Janice glared. “My daughter is missing, and I can’t just stand around counting cans of corn!”
Lawson and I exchanged glances, but he didn’t say anything. Now he decided to take off his bossy boots.
“Okay,” I said. ’Cause I understood. After all, it would be smarter for me to stay here, but that so wasn’t happening. Not with Sadie and Mama in danger. Perhaps that was why Lawson kept his mouth shut—he already knew he’d lose the argument.
“Alana,” I called out. “You’re in charge.” Which sounded silly and presumptuous, but someone had to say it.
“In charge of what exactly?” she asked, glancing between Luna and Grady.
Understandably, she seemed more concerned about her twins than anything else. Her question was valid, though. In a crisis, the Hunters took over. But Grady and Boone appeared more like overgrown puppies than fierce warriors. And Saints alive, when did I reach the age when people in their twenties looked like babies?
I gestured aro
und the room. “We need to figure out what stuff we have and what’s needed so we can make a supply run.” That was super vague, but Alana looked competent enough to figure it out.
She nodded, thankfully not asking additional questions.
I hurried over to my mother. She appeared shrunken, frail. Her sparkling vitality had disappeared from her face. Knowing it was useless, I still shook her shoulder, hoping to wake her. “Mama?”
Nothing. I kissed her forehead, reassured that her skin felt warm, then removed the necklace from around her neck. An old-fashioned cast-iron key hung from the iron box-linked chain. It opened the door to the Archives while also providing some protection against those inclined to have iron allergies. Never underestimate the practicalities of humans who lived with beings that liked to bite first and ask questions later.
Luna met me at the door, wearing an expectant expression. I shook my head, feeling like I kicked a kitten or something. “You need to back up Grady and Boone if things go down. Which seems likely with the way things are going.”

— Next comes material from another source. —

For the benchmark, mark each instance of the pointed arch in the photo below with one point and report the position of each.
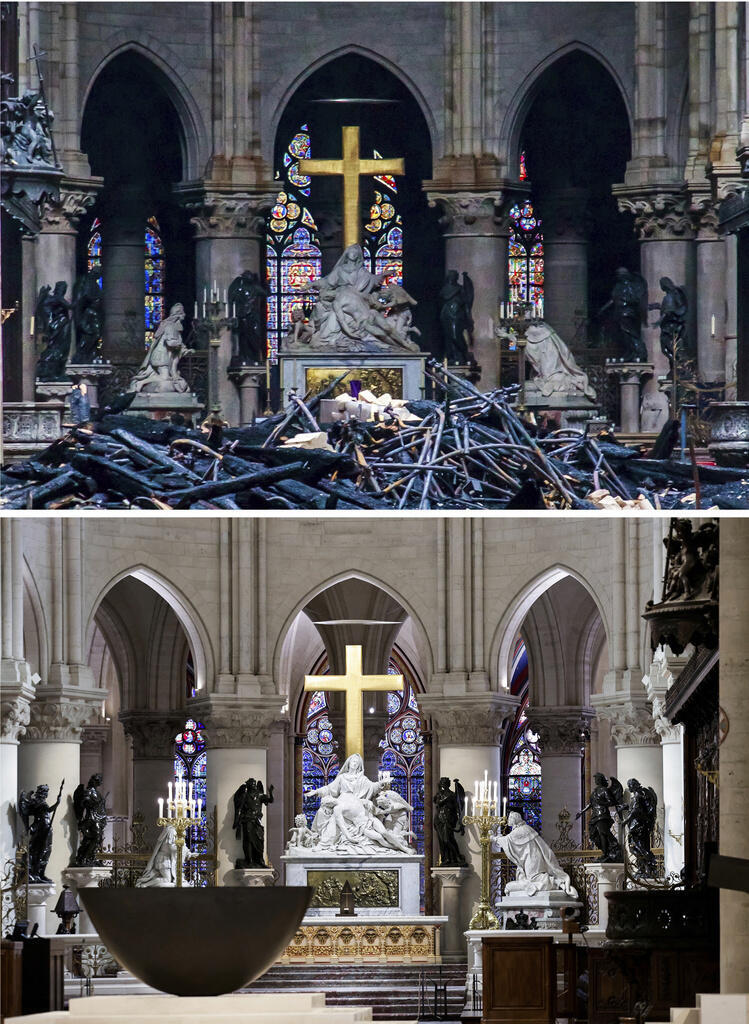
(195, 629)
(519, 105)
(500, 650)
(180, 90)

I hoped I framed it like I was giving her an important job—which I was—and less like I was ensuring she rode the pine. From her puppy-dog sad eyes as she held up my scabbard, it seemed like I failed at one more thing today.
“You keep the sword,” I said. “I trust you to keep my mother safe with it. And your mama as well.”
She brightened at that and reminded me I still had one of the infinite number of knives she carried. I nodded at Alana, who looked unhappy but resolved.
Grady and Boone had moved next to Mrs. Kennedy. Grady kissed Boone hard on the mouth, glared defiantly around the room, then moved toward his sister. “We’ve got this. Unless you have a problem with me now?”
Apparently, not only had the Council continued its misogynistic practices, it continued to be homophobic as well. If we managed to survive, real change needed to happen in this town. My first inclination was to give a “problem with what?” blow-off statement. But I knew better than that after witnessing the mean things Sadie went through after coming out her senior year in high school. I wanted to protect her, but she wanted to fight her own battles. My strong, beautiful, and stubborn baby girl.